The next big difference: the book.

In the old 3-day course, I distributed two books: (1) the “Course Notebook,” which was a black and white listing of the course PowerPoint slides, and (2) a copy of Optimizing Oracle Performance (O’Reilly 2003). The O’Reilly book was great, because it contained a lot of detail that you would want to look up after the course. But of course it doesn’t contain any new knowledge we’ve learned since 2003. The Course Notebook, in my opinion, was never worth much to begin with. (In my opinion, no PowerPoint slide printout is worth much to begin with.)

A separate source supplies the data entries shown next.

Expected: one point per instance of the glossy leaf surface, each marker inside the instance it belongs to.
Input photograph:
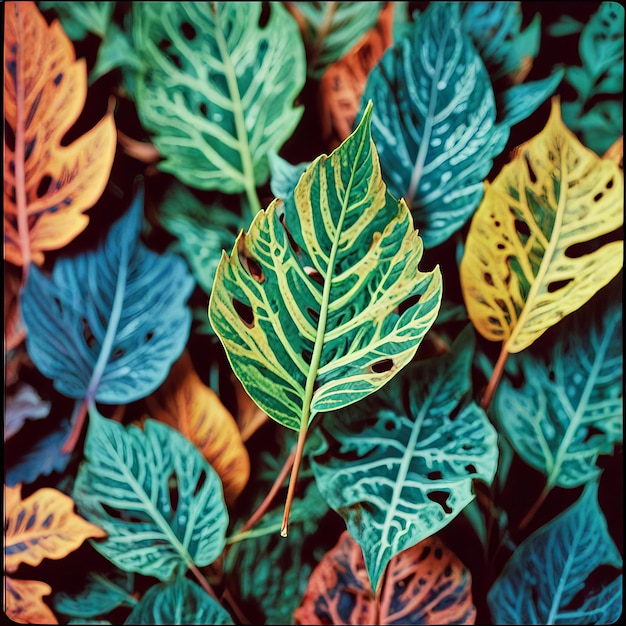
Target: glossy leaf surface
(110, 322)
(47, 186)
(159, 501)
(184, 402)
(426, 584)
(218, 94)
(434, 123)
(569, 409)
(399, 467)
(306, 303)
(546, 580)
(525, 264)
(43, 526)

The Mastering Oracle Trace Data (MOTD) book we give each student in my new 1-day course is a full-color, perfect-bound book that explains the course material and far more in deep detail. It is full-color for an important reason. It’s not gratuitous or decorative; it’s because I’ve been studying Edward Tufte. I use color throughout the book to communicate detailed, high-resolution information faster to your brain.

Color in the book helps to reduce student workload and deliver value long after a student has left the classroom. In this class, there is no collection of slide printouts like you’ve archived after every Oracle class you’ve been to since the 1980s. The MOTD book is way better than any other material I’ve ever distributed in my career. I’ve heard students tell their friends that you have to see it to believe it.

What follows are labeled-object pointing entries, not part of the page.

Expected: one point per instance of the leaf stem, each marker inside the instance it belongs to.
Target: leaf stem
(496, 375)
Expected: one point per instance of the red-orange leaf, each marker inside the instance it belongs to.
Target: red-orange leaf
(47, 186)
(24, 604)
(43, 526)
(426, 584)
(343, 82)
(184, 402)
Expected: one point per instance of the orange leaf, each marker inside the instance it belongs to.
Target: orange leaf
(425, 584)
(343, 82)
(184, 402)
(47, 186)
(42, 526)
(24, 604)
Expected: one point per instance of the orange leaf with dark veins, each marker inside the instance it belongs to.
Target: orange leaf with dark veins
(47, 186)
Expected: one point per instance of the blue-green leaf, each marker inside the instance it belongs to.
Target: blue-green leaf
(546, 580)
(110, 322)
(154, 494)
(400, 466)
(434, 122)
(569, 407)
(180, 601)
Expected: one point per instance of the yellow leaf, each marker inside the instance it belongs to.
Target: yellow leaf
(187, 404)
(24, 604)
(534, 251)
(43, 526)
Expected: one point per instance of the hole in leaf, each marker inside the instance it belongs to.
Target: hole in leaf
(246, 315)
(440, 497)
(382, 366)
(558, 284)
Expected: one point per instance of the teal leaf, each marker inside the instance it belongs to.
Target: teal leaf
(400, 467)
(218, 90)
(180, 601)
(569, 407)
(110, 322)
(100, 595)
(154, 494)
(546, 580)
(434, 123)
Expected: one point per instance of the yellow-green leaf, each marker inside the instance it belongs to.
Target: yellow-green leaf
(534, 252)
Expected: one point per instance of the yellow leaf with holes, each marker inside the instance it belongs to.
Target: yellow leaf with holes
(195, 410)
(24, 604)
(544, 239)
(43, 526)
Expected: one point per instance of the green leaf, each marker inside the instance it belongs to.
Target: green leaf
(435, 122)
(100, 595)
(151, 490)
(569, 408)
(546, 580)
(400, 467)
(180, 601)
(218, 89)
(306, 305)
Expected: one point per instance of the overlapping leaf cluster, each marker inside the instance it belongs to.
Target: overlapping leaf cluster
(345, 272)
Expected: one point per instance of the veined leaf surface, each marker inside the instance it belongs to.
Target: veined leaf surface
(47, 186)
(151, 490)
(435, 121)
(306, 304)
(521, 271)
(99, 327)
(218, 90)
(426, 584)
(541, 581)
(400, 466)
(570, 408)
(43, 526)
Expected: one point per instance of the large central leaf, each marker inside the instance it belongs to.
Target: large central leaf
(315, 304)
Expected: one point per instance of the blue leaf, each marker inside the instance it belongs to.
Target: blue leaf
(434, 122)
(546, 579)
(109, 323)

“A paper record tells your audience that you are serious, responsible, exact, credible. For deep analysis of evidence and reasoning about complex matters, permanent high-resolution displays [that is, paper] are an excellent start.” —Edward Tufte

The Software

So, where does a student recoup all the time we used to spend going through trace files, and studying how to collect trace data on half a dozen different software architectures? In the thousands of man-hours we’ve invested into the software that we give you when you come to the course. Instead of explaining every little detail about quirks in Oracle trace data that change between Oracle versions 10.1 and 10.2 and 11.2 or 11.2.0.2 and 11.2.0.4, the software does the work for you. Instead of having to explain all the detail work, we have time to explain how to use the results of our software to make decisions about your data.

What’s the catch? Of course, we hope you’ll love our software and want to buy it. The software we give you is completely full-featured and yours to keep forever, but the license limits you to using it only with one login id, and it doesn’t include patches and upgrades, which we release a few times each year. We hope you’ll love our software so much that you’ll want to buy a license that lets you use it on any of your systems and that includes the right to upgrade as we fix bugs and add features. We hope you’ll love it so much that you encourage your colleagues to buy it.

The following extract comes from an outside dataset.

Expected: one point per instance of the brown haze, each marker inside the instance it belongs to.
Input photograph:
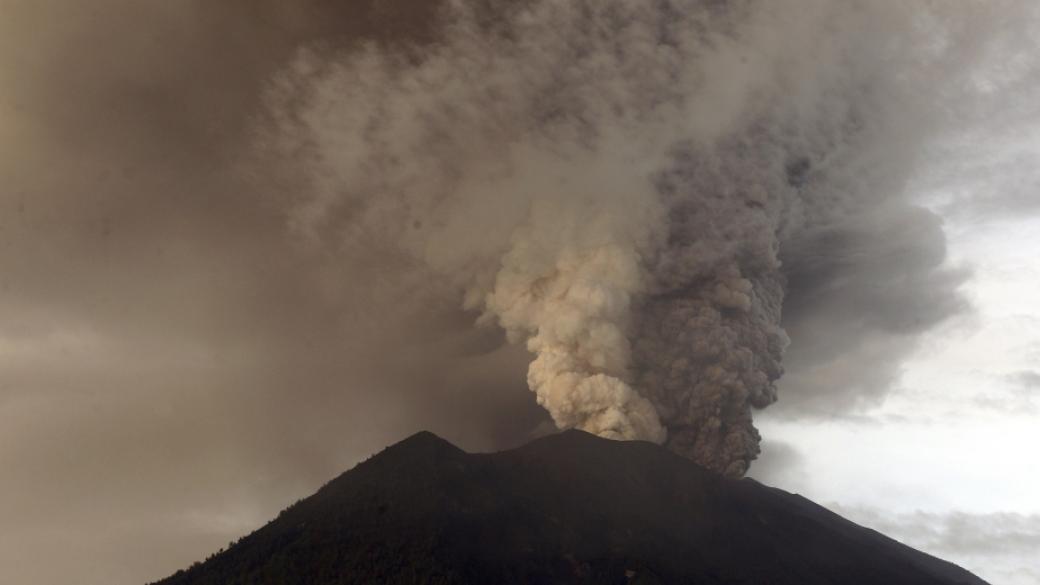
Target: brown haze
(177, 364)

But there’s really no catch. You get software and a course (and a book and a shirt) for less than the daily rate that we used to charge for just a course.

A Shirt?

MOTD London 2011-09-08: “I can help you trace it.”

Yes, a shirt. Each student receives a Method R T-shirt that says, “I can help you trace it.” We don’t give these things away to anyone except for students in my MOTD course. So if you see one, the person wearing it can, in actual fact, Help You Trace It.

The Net Result

The net result of all this optimization is benefits on several fronts:

  • The course costs a lot less than it used to. The fee is presently only about 25% of the 3-day course’s price, and the whole experience requires less than ⅓ of time away from work that the original course did.
  • In the new course, our students don’t have to work so hard to make productive use of the course material. The book and the software take so much of the pressure off. We do talk about what the fields in raw trace data mean—I think it’s necessary to know that in order to use the data properly, and have productive debates with your sys/SAN/net/etc. administration colleagues. But we don’t spend your time doing exercises to untangle nested (recursive) calls by hand. The software you take home does that for you. That’s why it is so much easier for a student to put this course to work right away.
  • Since the course duration is only one day, I can visit far more cities and meet far more students each year. That’s good for students who want to participate, and it’s great for me, because I get to meet more people.

Plans

The only thing missing from our Mastering Oracle Trace Data course right now is you. I have taught the event now in Southlake, Texas (our home town), in Copenhagen, and in London. It’s field-tested and ready to roll. We have several cities on my schedule right now. I’ll be teaching the course in Birmingham UK on the day after UKOUG wraps up, December 8. I’ll be doing Orlando and Tampa in mid-December. I’ll teach two courses this coming January in Manhattan and Long Island. There’s Billund (Legoland) DK in April. We have more plans in the works for Seattle, Portland, Dallas, and Cleveland, and we’re looking for more opportunities.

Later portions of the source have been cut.